Oh. Well, I hate managing many of those things, so maybe I am sold on the idea at this point. The key for me would be to find some case study of converting a traditional setup to use one of these so that I could get a grasp on where you actually start for wiring it up.

I have Consul going, and making decent use of it for discovery, and have a feeling that Consul Connect may be a half-assed version of what you're describing; but I don't hear of many people using it.

More complex end applications / Products require more complex infrastructure. Just as true with physical world as with digital.

This is the way forward for service meshes. Consul connect is doing something very similar.

The early service meshes were all built on top of Kubernetes, due to the fact that k8s/etcd is an easy platform to build control planes on top of (SD, networking, etc. already done) but very few large companies are ready to move everything over to Kubernetes.

However, the one thing that every service mesh promises is that the clients don't need to do anything. Except that they do. End users need to rip out functionality that is coupled already tightly to the application, such as authentication, "smart" routing and metrics. They need to orchestrate tracing to pass on the headers (how do you know what routes in your application were bad if all you have is a black box!). It needs to play nicely with already built in enterprise wide things.

I'm not sure that I'm sold on the universal service mesh unless you have a high level of engineering talent. The benefits are immense but don't expect to see universal service meshes* running at enterprisey companies any time soon.

* Universal means the entire company is governed under a service mesh, not the POC running on 3 servers for a random team :)

Funny that, as a Swahili speaker, i wouldn't be able to say this publicly. This is the word for vagina and reminds me of the Japanese city Kumamoto which would roughly translate as hot vagina. But, good luck, the name shouldn't change anything.

Kuma means bear in Japanese.

Thanks for letting me know that.

I think it's very clever move. Looks like Istio & Envoy is becoming the standard for service mesh and Kong needs to do something about it.
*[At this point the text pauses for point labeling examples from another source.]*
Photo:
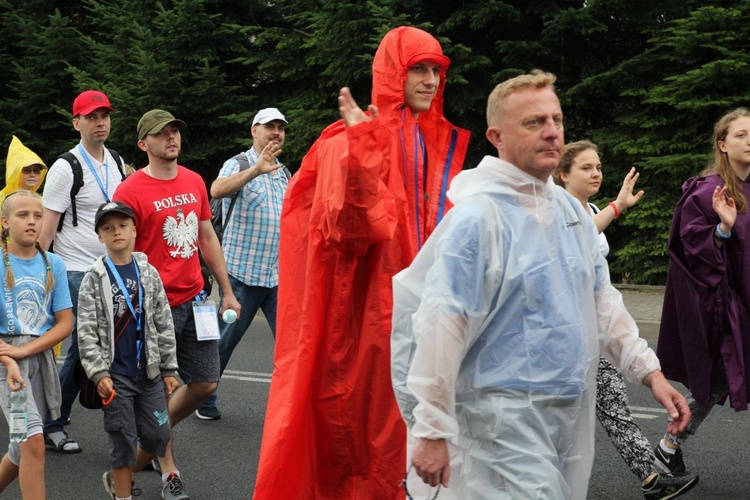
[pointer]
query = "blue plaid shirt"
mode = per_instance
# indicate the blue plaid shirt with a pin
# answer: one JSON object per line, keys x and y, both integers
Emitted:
{"x": 251, "y": 237}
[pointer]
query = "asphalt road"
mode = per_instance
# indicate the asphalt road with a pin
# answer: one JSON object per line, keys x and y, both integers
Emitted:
{"x": 218, "y": 459}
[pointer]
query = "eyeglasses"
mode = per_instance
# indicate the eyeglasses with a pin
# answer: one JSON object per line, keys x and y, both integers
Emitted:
{"x": 406, "y": 490}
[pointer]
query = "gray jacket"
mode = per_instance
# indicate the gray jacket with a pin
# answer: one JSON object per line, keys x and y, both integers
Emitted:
{"x": 95, "y": 326}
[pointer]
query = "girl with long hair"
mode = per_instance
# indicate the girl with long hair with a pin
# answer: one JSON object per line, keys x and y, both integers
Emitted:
{"x": 37, "y": 314}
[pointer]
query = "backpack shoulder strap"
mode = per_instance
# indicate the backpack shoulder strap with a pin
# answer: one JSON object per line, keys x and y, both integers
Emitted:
{"x": 75, "y": 167}
{"x": 118, "y": 161}
{"x": 244, "y": 165}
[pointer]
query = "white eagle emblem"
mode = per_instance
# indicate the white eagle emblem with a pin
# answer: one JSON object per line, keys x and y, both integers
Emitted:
{"x": 182, "y": 233}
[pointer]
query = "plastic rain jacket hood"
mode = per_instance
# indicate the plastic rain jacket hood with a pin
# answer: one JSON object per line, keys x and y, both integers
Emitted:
{"x": 509, "y": 296}
{"x": 353, "y": 216}
{"x": 19, "y": 156}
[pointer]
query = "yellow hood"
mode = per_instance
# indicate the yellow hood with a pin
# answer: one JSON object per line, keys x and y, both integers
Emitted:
{"x": 19, "y": 156}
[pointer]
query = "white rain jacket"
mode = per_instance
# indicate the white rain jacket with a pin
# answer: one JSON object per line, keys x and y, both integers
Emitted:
{"x": 510, "y": 300}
Tapping into the Envoy community is definitely a nice try and not everyone likes Istio.

If Kuma gains traction, they can later offer additional capabilities in Kuma to swap Envoy with Kong (their API gateway) as my guess is that Kong API gateway is their cash cow at the moment. (of course they can potentially make money from Kuma via enterprise support, training, etc if Kuma goes mainstream).

These are purely my guess. From a user point of view, not a bad idea having Kuma in addition to Istio and other open-source/commercial alternatives.

Good luck with Kuma!

I don't see comparison to Istio, might be helpful.

They do have a comparisons section in their docs, but it's just marketing fluff.


If nothing else, looks like they're both built around Envoy.

Odd considering Kong is based on Nginx and this is built by Kong.

Kong the company is the author of Kong Gateway, and Kuma Mesh. Two different products for different use-cases.

Right, I understand that, but I was just commenting that it is odd they didn't built it on top of Nginx. I would have expected that rather than switching to Envoy.

Envoy has a proven track record in Mesh deployments, whereas in NGINX those primitives have to be built from scratch. On the other end, NGINX has proven track record as an Ingress Gateway and therefore it is the natural technology as an APIM solution.

Looks like Envoy is the clear winner in the API gateway war.

Unlike Istio, this is built to work natively with minimal dependencies on every platform, not exclusively on Kubernetes, which means it can support both new greenfield applications and existing VM-based apps, so that networking policies that would typically be available only on K8s for new apps, can be applied on existing workload today. That, and it’s meant to be easier to use, which is another big problem with existing Service Mesh implementations.

Istio has been progressively integrated into Cloud Foundry, which predates Kubernetes.

Was hoping to see Docker Swarm integration but it doesn't seem to have any. Looks like it could be done with a bunch of manual work, just not supported out of the box.

That's awesome to see they are working on it. I haven't been able to find anything for Swarm.